Charts Can Assist With Bullish And Bearish Probabilities
A reader of this post may come away with the impression the author has a bullish bias. However, the charts below, in the end, could also be helpful in identifying increasing bearish probabilities. We will look at hard evidence using price, retracements, trendlines, consolidation boxes, and moving averages.
Keep in mind, price, retracements, trendlines, consolidation boxes, and moving averages help us track the market’s current interpretation of all the fundamentals (earnings, valuations, Fed policy, the election, etc). Therefore, the facts and charts help us monitor all the inputs that impact the value of our investments.
The Charts Say What They Say
The charts say what they say and show what they show regardless of our personal views or biases. The only question is are we open-minded enough to see the charts as they are, rather than how our personal bias might want them to be?
What are the observable facts telling us right now?
The weekly chart of the NYSE Composite Index shows that 10,301 acted as resistance in October 2007. Since revisiting that level back in 2013, the market has made it clear, via price action, 10,301 remains important.
The facts we have in hand lean bullish as long as price remains above 10,301. Conversely, bearish odds will pick up if the market fails to hold the key level. We learn something either way. The NYSE Composite Index was trading at 10,782 on August 31, 2016.
Fibonacci Inflection Points
When markets drop, we can pick up information about probabilities based on how price reacts at key Fibonacci retracement levels. Compare and contrast price action near the retracement levels in 2007-2008 and 2011-2012 (see red and green arrows below).
Now, compare 2016 to the long-term outcomes following the red and green arrows. Right now, price relative to the retracements looks more like bullish 2011-12 than bearish 2007-08.
If the chart above deteriorates, we will learn something as well, but that falls into the “what may be” category. The chart above falls into the “what is” category.
Trendlines Dating Back To 2007
Markets tend to respect angles and parallel trendlines. The upper green trendline acted as resistance in 2008 (red arrow left), support in 2014 (green arrow), and resistance again in 2015 (red arrow right).

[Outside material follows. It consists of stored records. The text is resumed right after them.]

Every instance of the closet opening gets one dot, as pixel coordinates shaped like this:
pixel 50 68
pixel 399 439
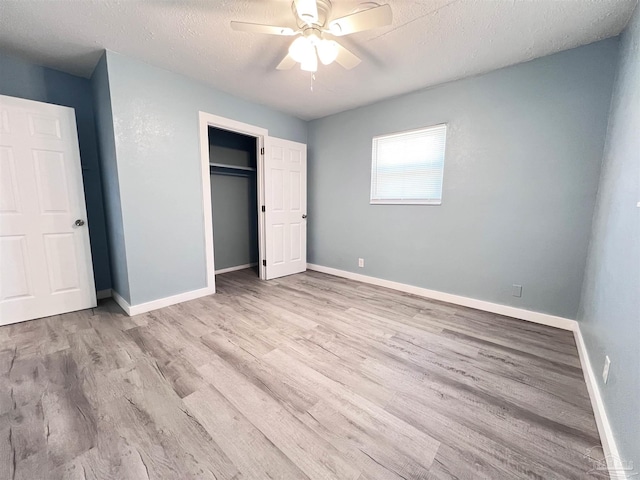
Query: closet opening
pixel 233 171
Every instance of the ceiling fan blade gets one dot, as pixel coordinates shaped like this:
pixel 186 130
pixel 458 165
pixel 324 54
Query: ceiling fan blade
pixel 347 59
pixel 359 21
pixel 287 63
pixel 259 28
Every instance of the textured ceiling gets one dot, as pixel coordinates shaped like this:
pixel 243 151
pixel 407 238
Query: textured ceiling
pixel 429 42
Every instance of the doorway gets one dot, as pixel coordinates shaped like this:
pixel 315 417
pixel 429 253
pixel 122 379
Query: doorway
pixel 233 162
pixel 281 198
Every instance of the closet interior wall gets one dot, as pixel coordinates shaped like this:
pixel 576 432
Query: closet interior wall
pixel 234 198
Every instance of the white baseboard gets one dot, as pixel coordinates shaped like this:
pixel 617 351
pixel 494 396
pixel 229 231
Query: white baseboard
pixel 234 269
pixel 161 302
pixel 102 294
pixel 612 456
pixel 520 313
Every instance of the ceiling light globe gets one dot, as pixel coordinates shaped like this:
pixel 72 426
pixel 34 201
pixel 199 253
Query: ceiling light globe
pixel 310 63
pixel 327 51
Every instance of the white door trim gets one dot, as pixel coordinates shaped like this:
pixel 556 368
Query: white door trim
pixel 207 120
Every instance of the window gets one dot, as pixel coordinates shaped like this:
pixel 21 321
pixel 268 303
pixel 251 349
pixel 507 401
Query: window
pixel 407 167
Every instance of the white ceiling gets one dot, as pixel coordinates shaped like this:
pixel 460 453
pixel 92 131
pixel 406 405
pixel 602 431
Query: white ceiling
pixel 429 42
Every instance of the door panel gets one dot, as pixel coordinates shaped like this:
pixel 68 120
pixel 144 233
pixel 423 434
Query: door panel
pixel 46 258
pixel 285 167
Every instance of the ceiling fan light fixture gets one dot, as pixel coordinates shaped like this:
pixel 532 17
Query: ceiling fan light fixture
pixel 327 51
pixel 310 63
pixel 307 11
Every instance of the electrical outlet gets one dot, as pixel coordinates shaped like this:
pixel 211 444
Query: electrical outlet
pixel 605 370
pixel 516 290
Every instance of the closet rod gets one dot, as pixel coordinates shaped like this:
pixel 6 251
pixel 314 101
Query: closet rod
pixel 232 167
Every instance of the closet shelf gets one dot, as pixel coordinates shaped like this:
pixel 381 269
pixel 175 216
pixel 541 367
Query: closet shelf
pixel 232 167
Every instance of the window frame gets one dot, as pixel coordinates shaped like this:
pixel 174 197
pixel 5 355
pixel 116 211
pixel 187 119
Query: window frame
pixel 373 201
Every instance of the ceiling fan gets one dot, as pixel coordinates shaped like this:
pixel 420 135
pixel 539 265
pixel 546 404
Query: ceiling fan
pixel 313 20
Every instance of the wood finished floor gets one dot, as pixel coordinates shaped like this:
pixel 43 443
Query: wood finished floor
pixel 309 376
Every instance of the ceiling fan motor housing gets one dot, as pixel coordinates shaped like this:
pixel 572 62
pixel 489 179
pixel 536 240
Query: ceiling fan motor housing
pixel 324 13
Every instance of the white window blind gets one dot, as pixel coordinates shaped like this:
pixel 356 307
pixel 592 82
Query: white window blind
pixel 407 167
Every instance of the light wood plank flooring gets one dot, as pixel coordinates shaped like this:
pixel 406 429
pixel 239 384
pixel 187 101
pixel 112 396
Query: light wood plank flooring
pixel 306 377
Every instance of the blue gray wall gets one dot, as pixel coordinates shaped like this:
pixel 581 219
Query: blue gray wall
pixel 33 82
pixel 524 147
pixel 155 118
pixel 109 171
pixel 610 308
pixel 234 199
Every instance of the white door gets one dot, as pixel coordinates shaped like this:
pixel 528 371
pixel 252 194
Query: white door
pixel 45 258
pixel 285 180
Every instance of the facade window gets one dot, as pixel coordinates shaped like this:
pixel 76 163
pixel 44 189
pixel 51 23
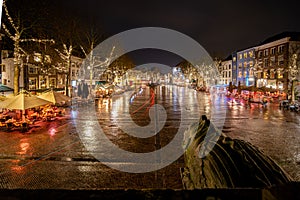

Price has broken back above the same green trendline during the current post-Brexit rally. As long as price holds above the green trendline, it improves the probability of a push back toward the upper blue trendline.
Long-Term Consolidation Boxes
The charts below are monthly charts. All three charts closed above their respective orange box on July 31, 2016. All three markets are on pace to print a second consecutive monthly close above the multiple-year consolidation boxes.
Larry Hite does an excellent job summing up the three charts that follow, via this excerpt from Market Wizards:
“The second item is something that Ed Seykota taught me. When a market makes a historic high, it is telling you something. No matter how many people tell you why the market shouldn’t be that high, or why nothing has changed, the mere fact that the price is at a new high tells you something has changed.”
Look at the charts above and consider the Dow first entered the sideways/indecisive/consolidation box back in calendar year 2013. Now, reread the quote above.
The quote obviously remains more relevant if the breakouts hold; it they fail, it becomes much less relevant. We learn something either way (bullish or bearish).
Long-Term Moving Averages
An August 20 analysis covered a bullish signal that has only occurred ten other times in the last 35 years. The chart below is as of August 31, 2016; the improved look described on August 20 remains in place.
This is how the same moving averages looked as the stock market peaked in 2007 and rolled over in 2008. Compare and contrast 2016 above to 2008 below.
Long-term trend signals were helpful as the market regained its footing in 2009 in the wake of the financial crisis. Central banks played a large role in the turnaround.
Concerns about the Fed and economy left the market on shaky ground early in 2016. The chart below is as of February 12, 2016; notice how the market found support near the trendlines shown in chart 3 above.
After the Fed backed off the “four rate hikes in 2016” stance and other central banks around the globe announced even more aggressive stimulus campaigns, the long-term trends started to improve.
The chart below is as of August 31, 2016. Compare and contrast the look of the present day chart below to the other turning points above (2007 and 2009).
What Is vs. What May Be
What is and what may be are radically different concepts. What is has a high degree of certainty; what may be has a high degree of uncertainty. Therefore, we prefer to make decisions based on what is rather than the nebulous what may be.
Predictions vs. Facts
Humans cannot predict the future. Markets cannot predict the future. Charts cannot predict the future. All three make probabilistic assessments of future outcomes based on the “knowns” of the day.
When new information comes to light, the markets reassess; any reassessment will be reflected in the charts. Therefore, if the charts change, the probabilities will change.
Thus far, both the charts and probabilities continue to favor good things happening relative to bad things happening.